Hof Den Bosch 14 november 2013, 12/00643, ECLI:NL:GHSHE:2013:5418, MK, Uitspraak Hof
Artikel 3.90, Wet IB 2001
Aantekeningen
De timing staat centraal in deze procedure. Belanghebbende koopt twee panden en verkoopt deze korte tijd later met forse winst. De levering, in beginsel het uiterste moment van winstneming, van beide panden vindt plaats in 2005, zodat de inspecteur dit jaar aangrijpt om inkomstenbelasting na te vorderen.
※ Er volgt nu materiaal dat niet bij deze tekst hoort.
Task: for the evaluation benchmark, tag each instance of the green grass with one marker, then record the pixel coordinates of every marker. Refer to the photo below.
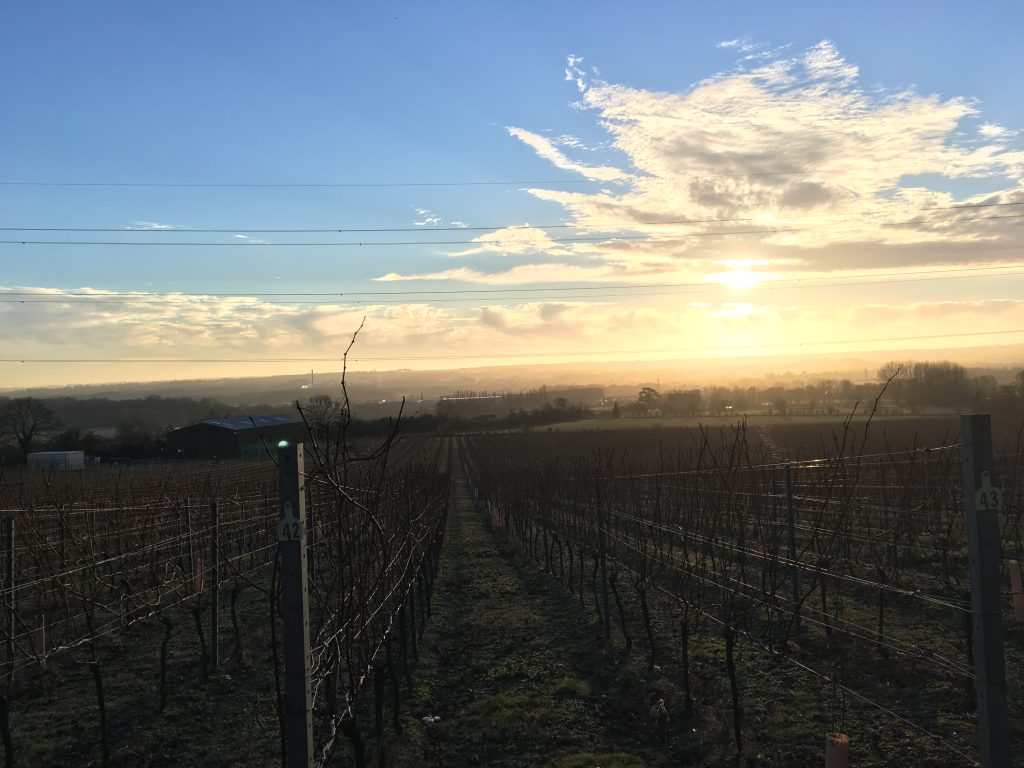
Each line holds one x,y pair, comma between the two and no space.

Rechtbank Breda oordeelt op 7 september 2012 (nr. 11/05665, NTFR 2013/63, met commentaar van Buitenhek) ten aanzien van een van deze panden dat er sprake is van ontbindende voorwaarden waarvan pas in 2006 duidelijk is dat deze niet zullen worden vervuld. De met dit pand behaalde winst dient volgens de rechtbank in 2006 te worden belast, zodat de rechtbank de aanslag vermindert. Belanghebbende komt in hoger beroep, maar de inspecteur stelt geen (incidenteel) hoger beroep in. Het hof staat lijnrecht tegenover de rechtbank en oordeelt dat winstneming plaatsvindt op het moment dat de (mondelinge) koopovereenkomst tot stand komt, in casu in 2004. Eventuele ontbindende voorwaarden hebben daarop geen invloed, in tegenstelling tot opschortende voorwaarden. In het laatste geval komt de overeenkomst immers pas tot stand als de opschortende voorwaarden zijn vervuld. Het hof gaat niet in op de mogelijkheid van uitstel van winstneming tot het moment van levering (vgl. HR 18 december 1991, nr. 26.674, BNB 1992/181) of zelfs nog later als er een redelijke kans bestaat dat een ontbindende voorwaarde zal worden vervuld en de overeenkomst alsnog zal worden ontbonden (HR 13 oktober 2006, nr. 42.602, NTFR 2006/1593, met commentaar van De Vries). Met deze uitkomst gaat ook het andere deel van de navorderingsaanslag van tafel.